# OpenStreet Data Wrangling with Python and SQL
### by Sergei Neviadomski

## Project Summary
### Map area: Pittsburgh, PA, United States

https://mapzen.com/data/metro-extracts/metro/pittsburgh_pennsylvania/

This map is of place where I currently live. I'd like to explore open-source map of this area, reveal some inconsistencies in data and contribute to its improvement on OpenStreetMap.org

## Data auditing and processing

In this section I want to solve typical problem of openstreen data.  That is street abbreviation inconsistency.
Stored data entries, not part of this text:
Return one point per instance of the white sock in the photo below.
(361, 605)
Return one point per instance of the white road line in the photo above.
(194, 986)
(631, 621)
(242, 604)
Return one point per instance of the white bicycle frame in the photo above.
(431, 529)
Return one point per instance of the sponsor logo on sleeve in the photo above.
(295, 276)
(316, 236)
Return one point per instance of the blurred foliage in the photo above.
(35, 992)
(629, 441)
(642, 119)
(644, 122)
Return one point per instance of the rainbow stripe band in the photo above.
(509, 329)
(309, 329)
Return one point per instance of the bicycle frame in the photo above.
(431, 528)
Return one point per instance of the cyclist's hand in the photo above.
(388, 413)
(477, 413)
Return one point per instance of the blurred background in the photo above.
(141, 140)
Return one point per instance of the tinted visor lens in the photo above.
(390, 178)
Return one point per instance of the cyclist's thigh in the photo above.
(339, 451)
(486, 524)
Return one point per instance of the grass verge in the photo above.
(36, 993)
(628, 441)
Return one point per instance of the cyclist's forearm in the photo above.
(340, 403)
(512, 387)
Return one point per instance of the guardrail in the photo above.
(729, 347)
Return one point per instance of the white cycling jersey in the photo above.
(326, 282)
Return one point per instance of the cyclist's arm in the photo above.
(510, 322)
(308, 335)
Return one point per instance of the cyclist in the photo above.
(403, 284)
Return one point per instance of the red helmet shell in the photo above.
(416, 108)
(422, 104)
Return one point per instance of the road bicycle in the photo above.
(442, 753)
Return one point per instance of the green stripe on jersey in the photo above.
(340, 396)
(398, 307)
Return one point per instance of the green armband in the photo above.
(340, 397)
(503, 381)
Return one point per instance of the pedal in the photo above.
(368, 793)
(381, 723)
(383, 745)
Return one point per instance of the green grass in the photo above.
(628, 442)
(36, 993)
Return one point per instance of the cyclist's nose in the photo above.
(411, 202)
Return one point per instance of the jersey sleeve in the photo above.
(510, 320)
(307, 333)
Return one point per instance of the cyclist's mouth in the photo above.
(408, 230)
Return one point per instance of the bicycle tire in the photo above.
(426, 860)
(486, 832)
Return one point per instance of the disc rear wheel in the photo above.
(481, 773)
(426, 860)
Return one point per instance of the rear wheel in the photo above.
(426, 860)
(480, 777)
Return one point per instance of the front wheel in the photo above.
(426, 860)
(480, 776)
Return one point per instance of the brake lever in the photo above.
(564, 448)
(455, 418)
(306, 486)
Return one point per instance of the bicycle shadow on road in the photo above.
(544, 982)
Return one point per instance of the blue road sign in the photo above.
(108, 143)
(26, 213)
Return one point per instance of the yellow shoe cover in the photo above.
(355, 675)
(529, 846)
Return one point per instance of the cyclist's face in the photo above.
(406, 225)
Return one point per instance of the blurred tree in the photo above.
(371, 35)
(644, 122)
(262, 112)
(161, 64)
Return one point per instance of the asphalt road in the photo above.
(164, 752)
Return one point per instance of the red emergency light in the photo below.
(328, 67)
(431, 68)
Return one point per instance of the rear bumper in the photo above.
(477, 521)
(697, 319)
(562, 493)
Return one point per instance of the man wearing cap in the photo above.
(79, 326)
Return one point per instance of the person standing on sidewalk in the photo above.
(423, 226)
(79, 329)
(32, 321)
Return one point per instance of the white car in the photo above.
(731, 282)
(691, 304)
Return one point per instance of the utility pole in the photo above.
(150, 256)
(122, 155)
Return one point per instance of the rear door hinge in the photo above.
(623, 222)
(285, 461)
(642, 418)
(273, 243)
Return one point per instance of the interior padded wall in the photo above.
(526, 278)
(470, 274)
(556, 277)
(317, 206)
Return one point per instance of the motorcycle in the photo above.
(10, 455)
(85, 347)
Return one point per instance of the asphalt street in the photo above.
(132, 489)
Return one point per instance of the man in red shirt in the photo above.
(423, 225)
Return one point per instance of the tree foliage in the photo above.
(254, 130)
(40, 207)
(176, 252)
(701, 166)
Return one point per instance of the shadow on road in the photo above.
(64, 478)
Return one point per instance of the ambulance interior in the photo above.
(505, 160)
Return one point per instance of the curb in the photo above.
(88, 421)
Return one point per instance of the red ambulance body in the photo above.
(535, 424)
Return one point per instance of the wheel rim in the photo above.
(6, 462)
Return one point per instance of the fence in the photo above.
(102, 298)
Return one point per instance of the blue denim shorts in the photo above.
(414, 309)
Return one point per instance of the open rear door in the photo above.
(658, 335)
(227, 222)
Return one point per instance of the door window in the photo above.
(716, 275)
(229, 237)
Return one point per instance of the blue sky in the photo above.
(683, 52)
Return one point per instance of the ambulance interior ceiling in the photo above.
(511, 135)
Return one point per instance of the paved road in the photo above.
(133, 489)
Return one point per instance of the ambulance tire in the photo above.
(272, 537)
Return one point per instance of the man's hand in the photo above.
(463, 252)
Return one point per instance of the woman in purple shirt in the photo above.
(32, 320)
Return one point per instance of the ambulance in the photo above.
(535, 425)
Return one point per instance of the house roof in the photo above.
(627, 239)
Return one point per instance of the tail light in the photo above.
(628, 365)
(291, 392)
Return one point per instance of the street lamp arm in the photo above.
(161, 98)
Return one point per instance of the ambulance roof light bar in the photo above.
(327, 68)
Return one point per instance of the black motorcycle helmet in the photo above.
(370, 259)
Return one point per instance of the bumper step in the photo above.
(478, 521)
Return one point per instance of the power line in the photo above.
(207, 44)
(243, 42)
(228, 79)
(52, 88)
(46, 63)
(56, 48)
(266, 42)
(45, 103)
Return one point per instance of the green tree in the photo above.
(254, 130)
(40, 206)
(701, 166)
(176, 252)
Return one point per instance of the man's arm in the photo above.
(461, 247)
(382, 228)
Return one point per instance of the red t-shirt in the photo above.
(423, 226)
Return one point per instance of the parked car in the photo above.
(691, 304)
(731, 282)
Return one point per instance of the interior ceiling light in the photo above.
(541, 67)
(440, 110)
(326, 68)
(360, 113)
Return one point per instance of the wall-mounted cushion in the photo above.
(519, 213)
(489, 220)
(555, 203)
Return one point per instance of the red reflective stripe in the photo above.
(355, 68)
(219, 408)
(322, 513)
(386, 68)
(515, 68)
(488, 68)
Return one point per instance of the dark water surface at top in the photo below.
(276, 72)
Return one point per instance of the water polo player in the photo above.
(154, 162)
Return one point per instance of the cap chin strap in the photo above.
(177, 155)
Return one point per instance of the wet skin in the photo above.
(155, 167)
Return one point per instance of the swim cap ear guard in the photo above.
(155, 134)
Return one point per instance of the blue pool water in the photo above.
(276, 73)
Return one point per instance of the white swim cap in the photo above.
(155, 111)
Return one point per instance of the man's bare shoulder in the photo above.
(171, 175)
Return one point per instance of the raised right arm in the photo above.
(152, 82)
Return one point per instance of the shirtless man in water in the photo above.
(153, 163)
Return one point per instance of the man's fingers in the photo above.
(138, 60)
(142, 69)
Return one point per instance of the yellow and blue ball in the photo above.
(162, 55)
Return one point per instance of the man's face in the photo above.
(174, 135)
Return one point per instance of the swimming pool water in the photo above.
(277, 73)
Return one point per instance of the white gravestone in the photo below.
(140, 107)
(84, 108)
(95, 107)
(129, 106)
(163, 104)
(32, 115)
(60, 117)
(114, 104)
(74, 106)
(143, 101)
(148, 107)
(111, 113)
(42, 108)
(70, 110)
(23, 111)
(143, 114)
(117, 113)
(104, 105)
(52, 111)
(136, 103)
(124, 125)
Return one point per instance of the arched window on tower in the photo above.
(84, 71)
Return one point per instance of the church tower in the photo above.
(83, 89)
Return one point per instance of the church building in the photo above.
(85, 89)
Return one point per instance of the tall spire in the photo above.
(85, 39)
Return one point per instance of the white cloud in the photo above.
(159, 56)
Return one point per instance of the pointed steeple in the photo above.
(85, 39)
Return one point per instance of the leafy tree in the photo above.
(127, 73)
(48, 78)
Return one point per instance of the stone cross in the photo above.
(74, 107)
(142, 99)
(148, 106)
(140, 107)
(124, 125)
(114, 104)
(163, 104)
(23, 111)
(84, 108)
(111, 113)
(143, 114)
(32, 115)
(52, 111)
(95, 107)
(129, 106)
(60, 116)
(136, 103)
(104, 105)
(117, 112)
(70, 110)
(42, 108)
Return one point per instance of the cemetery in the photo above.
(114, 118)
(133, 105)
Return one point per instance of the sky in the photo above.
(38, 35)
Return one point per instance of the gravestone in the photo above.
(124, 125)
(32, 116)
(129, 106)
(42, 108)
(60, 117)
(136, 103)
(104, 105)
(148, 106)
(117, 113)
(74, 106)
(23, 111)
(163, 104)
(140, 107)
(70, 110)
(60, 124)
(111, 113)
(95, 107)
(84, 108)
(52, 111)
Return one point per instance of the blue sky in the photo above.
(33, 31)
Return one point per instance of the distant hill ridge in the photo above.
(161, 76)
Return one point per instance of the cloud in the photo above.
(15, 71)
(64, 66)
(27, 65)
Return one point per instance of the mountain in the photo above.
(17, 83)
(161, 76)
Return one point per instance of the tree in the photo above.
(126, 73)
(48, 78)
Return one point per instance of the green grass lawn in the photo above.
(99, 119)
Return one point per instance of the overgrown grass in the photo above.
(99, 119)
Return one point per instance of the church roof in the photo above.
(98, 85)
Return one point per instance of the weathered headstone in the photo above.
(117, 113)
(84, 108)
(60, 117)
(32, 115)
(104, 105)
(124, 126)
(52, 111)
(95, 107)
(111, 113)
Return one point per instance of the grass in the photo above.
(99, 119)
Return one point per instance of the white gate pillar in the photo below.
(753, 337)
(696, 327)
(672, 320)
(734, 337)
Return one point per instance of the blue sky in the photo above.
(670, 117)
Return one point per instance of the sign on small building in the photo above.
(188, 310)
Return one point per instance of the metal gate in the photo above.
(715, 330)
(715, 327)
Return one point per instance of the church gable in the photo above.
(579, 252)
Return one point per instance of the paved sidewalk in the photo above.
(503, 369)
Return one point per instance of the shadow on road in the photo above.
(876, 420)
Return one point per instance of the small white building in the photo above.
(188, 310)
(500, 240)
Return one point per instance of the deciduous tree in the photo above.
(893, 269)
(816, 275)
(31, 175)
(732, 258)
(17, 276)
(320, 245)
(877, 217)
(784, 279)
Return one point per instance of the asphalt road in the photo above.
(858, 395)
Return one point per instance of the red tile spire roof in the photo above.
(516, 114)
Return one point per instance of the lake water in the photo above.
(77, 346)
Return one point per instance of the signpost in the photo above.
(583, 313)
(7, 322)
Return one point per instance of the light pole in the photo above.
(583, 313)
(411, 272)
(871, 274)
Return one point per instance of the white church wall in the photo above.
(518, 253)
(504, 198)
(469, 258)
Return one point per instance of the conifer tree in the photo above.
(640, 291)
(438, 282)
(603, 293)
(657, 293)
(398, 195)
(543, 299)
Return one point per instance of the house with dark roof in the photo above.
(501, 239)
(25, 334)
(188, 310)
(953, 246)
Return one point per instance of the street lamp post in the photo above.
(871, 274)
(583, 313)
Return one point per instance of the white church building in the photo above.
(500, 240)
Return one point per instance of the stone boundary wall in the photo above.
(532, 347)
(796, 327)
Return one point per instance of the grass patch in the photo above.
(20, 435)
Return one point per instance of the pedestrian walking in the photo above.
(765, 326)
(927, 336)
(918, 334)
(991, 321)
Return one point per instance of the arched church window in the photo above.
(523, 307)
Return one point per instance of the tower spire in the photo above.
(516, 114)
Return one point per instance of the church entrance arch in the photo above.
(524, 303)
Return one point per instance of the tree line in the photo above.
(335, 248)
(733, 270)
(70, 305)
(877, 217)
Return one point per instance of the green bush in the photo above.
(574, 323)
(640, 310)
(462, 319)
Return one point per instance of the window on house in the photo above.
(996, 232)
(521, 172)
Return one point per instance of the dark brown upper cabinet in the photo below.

I used regular expressions to catch this abbreviations and to build mapping for solving this problem. 

In [1]:
# Importing needed libraries
import xml.etree.cElementTree as ET
from collections import defaultdict
import re
import pprint
import csv
import codecs
import cerberus
import schema
import sqlite3


In [2]:
# OSM file
osm_file = "pittsburgh_pennsylvania.osm"

# re function
street_type_re = re.compile(r'\b\S+\.?$', re.IGNORECASE)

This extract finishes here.